45. What lessons can be drawn from the foregoing review and analysis of livestock development objectives and policies in Nigeria? First, direct production programmes by the government have been largely ineffective in expanding livestock output in Nigeria. The production increases generated by such programmes have been minimal. What is worse, by diverting resources away from the pastoralists and agropastoralists, such programmes have tended to hinder the development of the traditional sector.
46. Second, for most of the period under review trade policy more or less substituted for an explicit price policy for the LSS. Trade policy, however, failed to provide appropriate incentives for domestic livestock production. Trade restrictions resulting from policy changes in response to macro-economic concerns provided protection for most livestock products. Because it ensued as a by-product of other concerns, the resulting protection lacked important features of an appropriate production incentive system, such as stability and consistency.
47. Given these lessons, what should be the direction of government policy in the future? Since the inception of the SAP, a number of changes have taken place to redress some of the past mistakes. Two specific issues in addition to the changes already implemented deserve mention and should help to facilitate the growth of livestock output.
48. First, government investment policy within the LSS needs to be reviewed. All too often in the past, government provided funds for production programmes with little or no consideration being given to the past performance record of such programmes. A shift from this approach to a strategy that promotes research on new technologies and strengthens the extension services to disseminate the results of this research is needed. At the same time, complementary incentive policies that will facilitate the uptake of new innovations and induce private capital investment in the LSS should be instituted.

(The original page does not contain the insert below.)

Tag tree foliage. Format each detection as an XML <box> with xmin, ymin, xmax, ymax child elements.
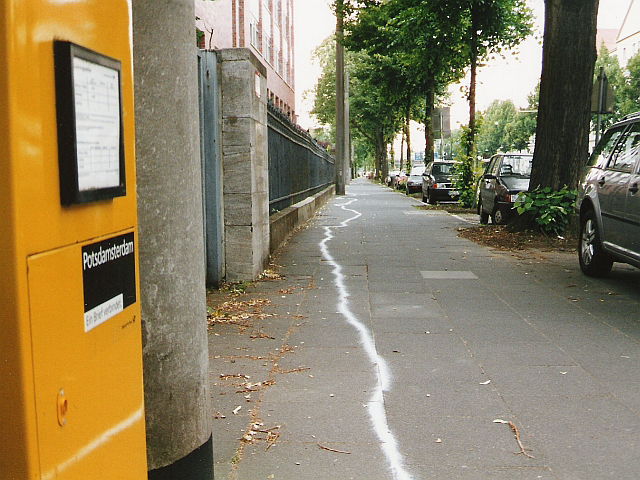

49. Second, in designing government policies, the full implications of these policies for the different sectors of the economy need to be explicitly recognized and taken into consideration. The fact that most livestock products are tradeable means that livestock, trade and exchange rate policies are inevitably interlinked. The upshot is that better coordination of policy decisions is necessary. However, proper coordination and informed policy-making call for a good data base. A significant feature of policy-making in the past has been that crucial decisions were made on the establishment of new projects, support to different livestock species, level of imports and so forth with little or no empirical information. Not surprisingly, such policy-making has often led to mistakes. Thus, the gathering, processing and reporting of production statistics need to be improved.
50. Finally, the economic reforms of the last two years and the steep devaluation of the naira have raised domestic prices and created an environment that will reward producers who are able to curtail the use of imported inputs in their production activities. The implications of this for poultry producers who depend on imported stocks, feeds and drugs are clear. But given the low value of such inputs in the total cost of production of ruminant livestock in Nigeria, the opportunity now exists for increased output of beef, mutton and goat meat. However, this opportunity will be turned into the country's advantage only if a consistent mix of policies is put in place to encourage improved animal husbandry and feeding and an efficient delivery of farm inputs and veterinary supplies. These issues should form part of an overall package of measures to promote structural changes within the LSS.